Why is the EMA’s judgment so important?
‘The figures are tumbling over each other at the moment. Great Britain has 30 cases in 18 million injections, Germany has a lot more: 19 in 2.7 million. France has 3 cases and the Netherlands has 5, although some experts say that one of them is not in the list because it would be normal thrombosis. France no longer pricks people under 55 with AstraZeneca, Iceland and the Netherlands stick to 60, Sweden has opted for 65. It’s a mess. The EMA must now really put all the figures in a row and create clarity for the whole of Europe. ‘
Do we actually understand how the vaccine could cause those weird symptoms in the blood?
‘It is an autoimmune disease that sometimes occurs spontaneously in people who receive the drug heparin, which is a blood thinner. The immune system then reacts by producing antibodies against its own platelets, after which blood clots are also formed in a roundabout way. This creates that strange combination of dilution and blood clotting. In any case, we now know that you should not give heparin if people get this clinical picture after vaccination, that will only make the complaints worse. But what’s in the vaccine that can also cause such a reaction? And whether the Janssen vaccine, which works in a similar way to AstraZeneca’s, can also cause such side effects? That will not be resolved by the EMA this week. ‘
First, the Netherlands temporarily stopped using AstraZeneca altogether, then it was safe, Friday there was another injection stop, this time for people under the age of 60. What’s behind that swab?

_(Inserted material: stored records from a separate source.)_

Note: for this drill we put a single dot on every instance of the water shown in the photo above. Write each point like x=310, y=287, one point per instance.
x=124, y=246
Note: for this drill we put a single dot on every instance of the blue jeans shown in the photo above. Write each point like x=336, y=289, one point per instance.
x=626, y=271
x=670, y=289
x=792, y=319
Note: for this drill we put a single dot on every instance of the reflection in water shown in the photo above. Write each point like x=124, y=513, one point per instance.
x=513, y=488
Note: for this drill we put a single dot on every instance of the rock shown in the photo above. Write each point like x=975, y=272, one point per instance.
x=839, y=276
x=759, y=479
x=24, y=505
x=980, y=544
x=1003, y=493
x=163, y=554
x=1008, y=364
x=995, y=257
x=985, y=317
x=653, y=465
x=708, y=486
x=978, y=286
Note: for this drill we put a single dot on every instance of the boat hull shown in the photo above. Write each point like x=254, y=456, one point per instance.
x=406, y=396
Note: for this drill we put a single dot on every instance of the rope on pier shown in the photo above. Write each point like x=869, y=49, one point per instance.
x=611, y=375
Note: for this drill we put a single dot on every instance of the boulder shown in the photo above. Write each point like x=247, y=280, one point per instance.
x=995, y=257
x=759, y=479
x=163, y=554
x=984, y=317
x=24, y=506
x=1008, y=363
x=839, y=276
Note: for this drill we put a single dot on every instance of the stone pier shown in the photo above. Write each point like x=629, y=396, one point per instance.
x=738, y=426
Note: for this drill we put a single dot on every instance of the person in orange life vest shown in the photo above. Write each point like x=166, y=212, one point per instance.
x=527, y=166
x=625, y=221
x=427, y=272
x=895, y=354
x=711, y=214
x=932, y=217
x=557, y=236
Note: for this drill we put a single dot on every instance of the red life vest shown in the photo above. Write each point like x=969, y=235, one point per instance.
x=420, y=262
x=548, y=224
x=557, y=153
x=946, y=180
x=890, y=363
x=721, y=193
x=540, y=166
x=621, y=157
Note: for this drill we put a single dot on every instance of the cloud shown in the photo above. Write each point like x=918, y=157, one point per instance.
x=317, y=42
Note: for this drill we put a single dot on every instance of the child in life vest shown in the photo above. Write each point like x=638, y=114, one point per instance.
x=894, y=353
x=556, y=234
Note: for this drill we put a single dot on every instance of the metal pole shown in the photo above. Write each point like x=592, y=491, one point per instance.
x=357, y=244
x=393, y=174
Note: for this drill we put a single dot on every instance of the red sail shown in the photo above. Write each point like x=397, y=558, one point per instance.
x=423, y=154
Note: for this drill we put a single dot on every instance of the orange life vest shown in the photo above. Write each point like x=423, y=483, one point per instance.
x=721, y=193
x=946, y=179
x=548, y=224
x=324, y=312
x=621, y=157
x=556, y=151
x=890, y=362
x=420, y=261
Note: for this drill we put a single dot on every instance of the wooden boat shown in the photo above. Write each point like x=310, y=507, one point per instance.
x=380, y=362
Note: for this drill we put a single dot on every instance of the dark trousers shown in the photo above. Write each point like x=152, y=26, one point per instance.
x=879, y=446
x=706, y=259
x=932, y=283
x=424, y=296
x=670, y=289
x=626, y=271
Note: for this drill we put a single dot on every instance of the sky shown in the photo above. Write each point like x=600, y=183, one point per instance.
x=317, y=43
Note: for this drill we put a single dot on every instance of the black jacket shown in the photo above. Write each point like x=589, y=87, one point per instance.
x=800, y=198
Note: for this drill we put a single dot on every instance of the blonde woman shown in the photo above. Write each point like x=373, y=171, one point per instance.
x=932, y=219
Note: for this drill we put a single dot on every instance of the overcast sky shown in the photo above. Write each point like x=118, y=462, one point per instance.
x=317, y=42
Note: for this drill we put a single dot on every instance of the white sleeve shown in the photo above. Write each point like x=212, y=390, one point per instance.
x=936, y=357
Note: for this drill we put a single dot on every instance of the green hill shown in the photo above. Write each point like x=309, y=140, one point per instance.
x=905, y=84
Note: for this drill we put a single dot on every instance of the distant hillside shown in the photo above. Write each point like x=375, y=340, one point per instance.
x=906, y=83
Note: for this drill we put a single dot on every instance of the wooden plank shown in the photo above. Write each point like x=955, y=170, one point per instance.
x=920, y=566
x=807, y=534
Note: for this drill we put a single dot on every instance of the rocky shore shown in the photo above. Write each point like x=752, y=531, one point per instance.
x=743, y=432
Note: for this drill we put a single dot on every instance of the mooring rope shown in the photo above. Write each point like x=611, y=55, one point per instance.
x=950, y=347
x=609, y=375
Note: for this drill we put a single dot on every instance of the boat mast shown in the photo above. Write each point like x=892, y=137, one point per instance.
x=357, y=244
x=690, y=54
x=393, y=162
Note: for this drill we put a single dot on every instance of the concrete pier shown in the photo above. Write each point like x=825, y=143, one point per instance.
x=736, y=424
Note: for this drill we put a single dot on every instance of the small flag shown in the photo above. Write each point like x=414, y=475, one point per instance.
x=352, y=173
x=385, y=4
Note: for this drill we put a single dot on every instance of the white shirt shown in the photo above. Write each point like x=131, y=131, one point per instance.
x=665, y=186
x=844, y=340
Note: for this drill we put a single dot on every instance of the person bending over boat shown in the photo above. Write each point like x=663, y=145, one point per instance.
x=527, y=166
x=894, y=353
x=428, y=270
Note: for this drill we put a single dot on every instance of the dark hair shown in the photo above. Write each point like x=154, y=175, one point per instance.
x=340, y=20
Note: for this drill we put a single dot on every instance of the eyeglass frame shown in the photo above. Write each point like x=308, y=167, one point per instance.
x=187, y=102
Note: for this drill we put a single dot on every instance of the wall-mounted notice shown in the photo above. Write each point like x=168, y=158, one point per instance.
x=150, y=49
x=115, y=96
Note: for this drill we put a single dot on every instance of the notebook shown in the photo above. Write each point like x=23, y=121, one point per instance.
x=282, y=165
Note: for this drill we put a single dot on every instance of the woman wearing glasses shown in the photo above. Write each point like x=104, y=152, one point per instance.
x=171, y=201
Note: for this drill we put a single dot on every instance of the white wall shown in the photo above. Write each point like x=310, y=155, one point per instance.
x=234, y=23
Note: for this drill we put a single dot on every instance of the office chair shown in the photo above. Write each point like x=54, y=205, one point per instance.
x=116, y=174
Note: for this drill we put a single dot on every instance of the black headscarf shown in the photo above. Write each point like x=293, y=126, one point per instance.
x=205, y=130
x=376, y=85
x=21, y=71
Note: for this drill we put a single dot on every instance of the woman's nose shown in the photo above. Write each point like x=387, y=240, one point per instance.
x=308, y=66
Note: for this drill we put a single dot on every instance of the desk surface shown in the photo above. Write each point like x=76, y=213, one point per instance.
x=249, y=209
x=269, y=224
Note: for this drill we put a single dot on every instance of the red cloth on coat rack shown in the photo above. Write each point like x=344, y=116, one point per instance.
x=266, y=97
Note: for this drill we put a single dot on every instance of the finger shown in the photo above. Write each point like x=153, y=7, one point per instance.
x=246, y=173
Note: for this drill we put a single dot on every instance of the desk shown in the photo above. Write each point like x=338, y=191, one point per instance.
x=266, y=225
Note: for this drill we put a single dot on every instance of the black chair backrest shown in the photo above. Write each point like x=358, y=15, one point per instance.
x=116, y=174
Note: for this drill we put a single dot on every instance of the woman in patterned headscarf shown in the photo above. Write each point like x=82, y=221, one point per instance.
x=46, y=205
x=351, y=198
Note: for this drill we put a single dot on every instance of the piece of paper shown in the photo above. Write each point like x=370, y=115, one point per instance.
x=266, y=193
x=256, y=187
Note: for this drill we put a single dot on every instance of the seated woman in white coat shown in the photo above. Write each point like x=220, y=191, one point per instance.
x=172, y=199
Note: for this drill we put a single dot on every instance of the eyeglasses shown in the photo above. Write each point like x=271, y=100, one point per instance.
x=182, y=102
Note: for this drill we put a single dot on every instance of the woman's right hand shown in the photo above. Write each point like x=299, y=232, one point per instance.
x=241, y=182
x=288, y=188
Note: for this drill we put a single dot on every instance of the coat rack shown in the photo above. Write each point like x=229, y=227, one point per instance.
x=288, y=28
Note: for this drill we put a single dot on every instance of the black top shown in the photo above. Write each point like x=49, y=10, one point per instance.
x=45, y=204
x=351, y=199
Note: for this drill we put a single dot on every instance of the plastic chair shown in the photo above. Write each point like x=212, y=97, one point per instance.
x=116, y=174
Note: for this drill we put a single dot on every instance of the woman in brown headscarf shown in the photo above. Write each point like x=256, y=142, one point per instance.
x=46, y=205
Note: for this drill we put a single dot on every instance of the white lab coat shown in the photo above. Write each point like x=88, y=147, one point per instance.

When we started AstraZeneca again, Minister Hugo de Jonge said the vaccine was beyond any doubt. That was crazy, no medicine or vaccine is 100 percent safe. The Lareb, the side effects center, said it saw no connection at the time. But that suddenly changed last Friday. Why, that is the question. I spoke to some thrombosis experts this weekend and they said, ‘Huh? What are we doing, what has changed since two weeks ago? ‘
‘The strange thing is: in two out of five Dutch women with thrombosis complaints, the antibodies that can attack the platelets have not been found at all. And the blood of the other three others is still being tested. The experts therefore say that the injection stop was announced on the basis of emotion rather than science. According to them, it would have been better to continue vaccinating, the current policy is damaging confidence. ‘
What is the risk of this blood disorder after a shot with AstraZeneca, if there is indeed a connection?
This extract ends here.